Кричащие в телефонные трубки авторы, вечно ворчащие метранпажи, суетящийся завредакцией Регинин: «Хвост! Кто будет резать хвост?! Александр Сергеевич Пушкин?! Кажется, ясно было сказано, сто строк, а здесь сколько?!» – и возражающий всем надоевший рабкор Уразов: «Вам волю дай, вы и роман ужмете до подписи к фотографии!» – «Надо будет, и ужму! Мне журнал продавать надо! Продавать! А не ваши дарования рекламировать!» – все это существовало где-то далеко от меня. Стучала по клавишам как во сне и, очнувшись, удивлялась, что вверенные собственной воле пальцы не наделали ошибок.

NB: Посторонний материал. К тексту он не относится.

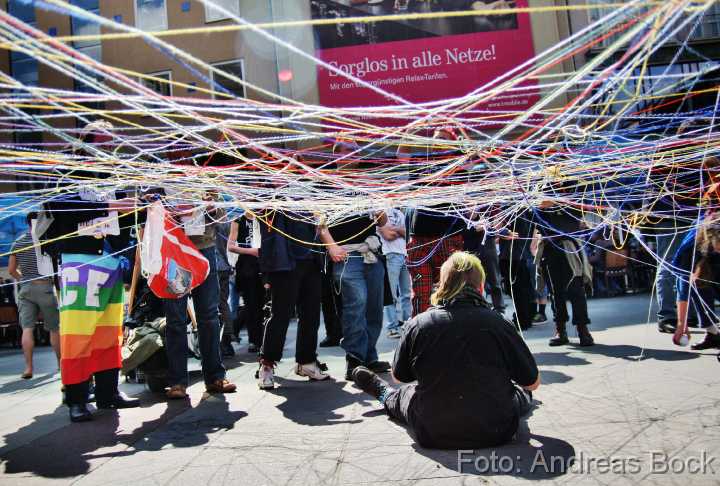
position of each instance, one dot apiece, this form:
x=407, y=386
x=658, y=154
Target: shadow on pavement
x=633, y=353
x=315, y=403
x=69, y=451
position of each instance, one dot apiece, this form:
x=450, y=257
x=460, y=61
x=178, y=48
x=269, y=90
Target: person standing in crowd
x=474, y=372
x=515, y=263
x=291, y=267
x=394, y=247
x=82, y=232
x=435, y=236
x=206, y=299
x=483, y=245
x=222, y=230
x=565, y=266
x=244, y=241
x=697, y=262
x=353, y=246
x=331, y=307
x=36, y=295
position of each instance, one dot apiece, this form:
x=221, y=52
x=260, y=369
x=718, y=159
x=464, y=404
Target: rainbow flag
x=91, y=315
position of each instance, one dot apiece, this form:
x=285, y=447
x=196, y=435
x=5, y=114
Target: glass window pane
x=150, y=15
x=234, y=68
x=212, y=15
x=25, y=71
x=23, y=10
x=81, y=26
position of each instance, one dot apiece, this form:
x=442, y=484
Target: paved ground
x=602, y=414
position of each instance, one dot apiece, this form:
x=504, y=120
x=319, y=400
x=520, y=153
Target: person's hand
x=546, y=204
x=123, y=205
x=337, y=254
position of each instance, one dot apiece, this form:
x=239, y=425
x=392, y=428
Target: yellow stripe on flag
x=85, y=321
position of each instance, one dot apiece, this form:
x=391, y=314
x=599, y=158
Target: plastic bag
x=181, y=266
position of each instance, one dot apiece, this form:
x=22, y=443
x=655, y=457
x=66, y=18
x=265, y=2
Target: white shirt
x=398, y=245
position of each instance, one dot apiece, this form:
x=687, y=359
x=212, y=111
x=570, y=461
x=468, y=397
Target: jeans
x=399, y=278
x=300, y=286
x=223, y=304
x=362, y=287
x=667, y=245
x=206, y=298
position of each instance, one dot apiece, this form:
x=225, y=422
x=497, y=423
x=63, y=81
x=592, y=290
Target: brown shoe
x=220, y=386
x=176, y=392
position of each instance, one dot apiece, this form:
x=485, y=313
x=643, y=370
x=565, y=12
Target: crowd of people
x=396, y=269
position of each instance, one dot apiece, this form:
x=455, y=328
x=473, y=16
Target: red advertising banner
x=421, y=60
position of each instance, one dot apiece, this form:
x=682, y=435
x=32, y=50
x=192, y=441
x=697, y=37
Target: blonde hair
x=459, y=270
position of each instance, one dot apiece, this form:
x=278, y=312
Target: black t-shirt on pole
x=352, y=230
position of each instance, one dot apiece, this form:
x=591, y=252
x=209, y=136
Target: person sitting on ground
x=474, y=372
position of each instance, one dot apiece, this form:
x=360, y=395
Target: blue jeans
x=362, y=288
x=667, y=245
x=401, y=286
x=206, y=298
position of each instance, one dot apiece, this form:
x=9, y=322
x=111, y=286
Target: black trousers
x=487, y=253
x=254, y=298
x=106, y=383
x=223, y=305
x=522, y=289
x=285, y=289
x=398, y=402
x=564, y=286
x=331, y=306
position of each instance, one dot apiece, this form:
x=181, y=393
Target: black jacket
x=282, y=236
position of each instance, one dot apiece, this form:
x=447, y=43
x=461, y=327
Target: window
x=231, y=67
x=23, y=10
x=213, y=15
x=82, y=26
x=163, y=88
x=150, y=15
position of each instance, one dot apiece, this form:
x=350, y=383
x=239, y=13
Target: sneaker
x=369, y=382
x=379, y=367
x=313, y=371
x=711, y=341
x=667, y=326
x=266, y=377
x=177, y=392
x=220, y=386
x=330, y=342
x=352, y=363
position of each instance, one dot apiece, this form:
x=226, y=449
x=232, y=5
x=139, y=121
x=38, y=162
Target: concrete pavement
x=606, y=414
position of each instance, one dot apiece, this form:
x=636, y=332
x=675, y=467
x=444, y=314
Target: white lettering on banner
x=68, y=276
x=96, y=279
x=467, y=56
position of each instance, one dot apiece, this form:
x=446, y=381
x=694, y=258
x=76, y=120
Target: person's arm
x=233, y=247
x=337, y=254
x=388, y=232
x=534, y=386
x=402, y=369
x=380, y=218
x=13, y=268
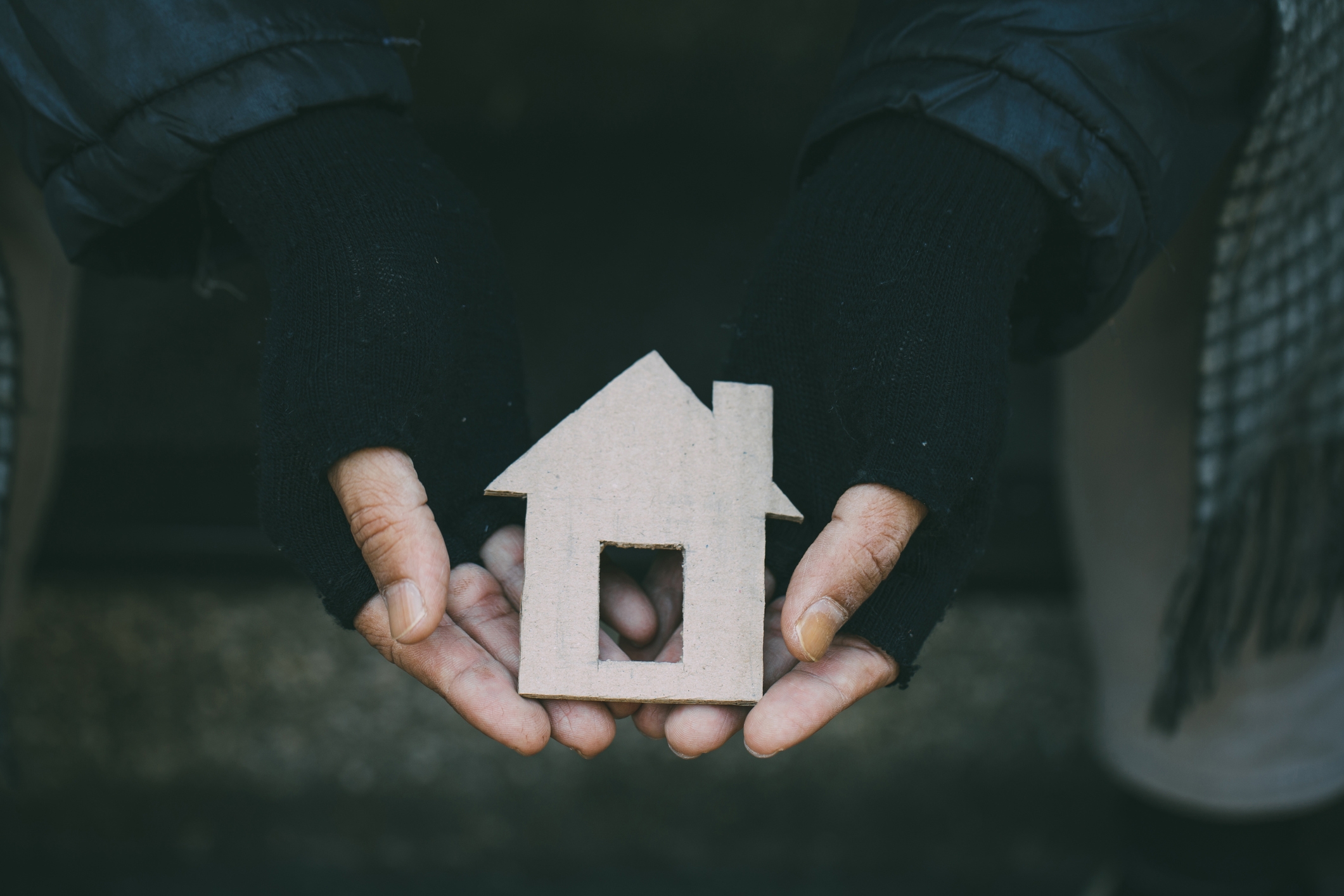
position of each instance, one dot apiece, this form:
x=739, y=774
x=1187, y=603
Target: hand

Мысли мои вились где-то далеко и контролировать пальцы не могли.
Я то стучала, не замечая, что же я стучу, то замирала над своей машинкой и, уставившись в одну точку, сидела, пока корректорша Вера Георгиевна или тот же Регинин, несколько раз окликнув, не возвращали меня в эту прокуренную редакционную комнату.
– Уж не заболела ли?! Ты мне смотри! Новогодние номера на носу, подписная кампания! Первостатейной важности дело! Болеть запрещается категорически! Быстренько условия подписки на четвертую обложку перестучи! Ты меня слышишь?!
Но я не слышала. И не видела. И думать не могла. Ни о чем и ни о ком, кроме как о человеке, которого я дважды встретила в одном и том же Крапивенском переулке. О сбежавшем от замерзшей на снегу бездыханной женщины свидетеле и о вернувшемся к себе домой камейном профессоре. О человеке с профилем герцога Орлеанского, меховым воротником, старомодным котелком, грустными глазами и недоброй женой Лялей в придачу.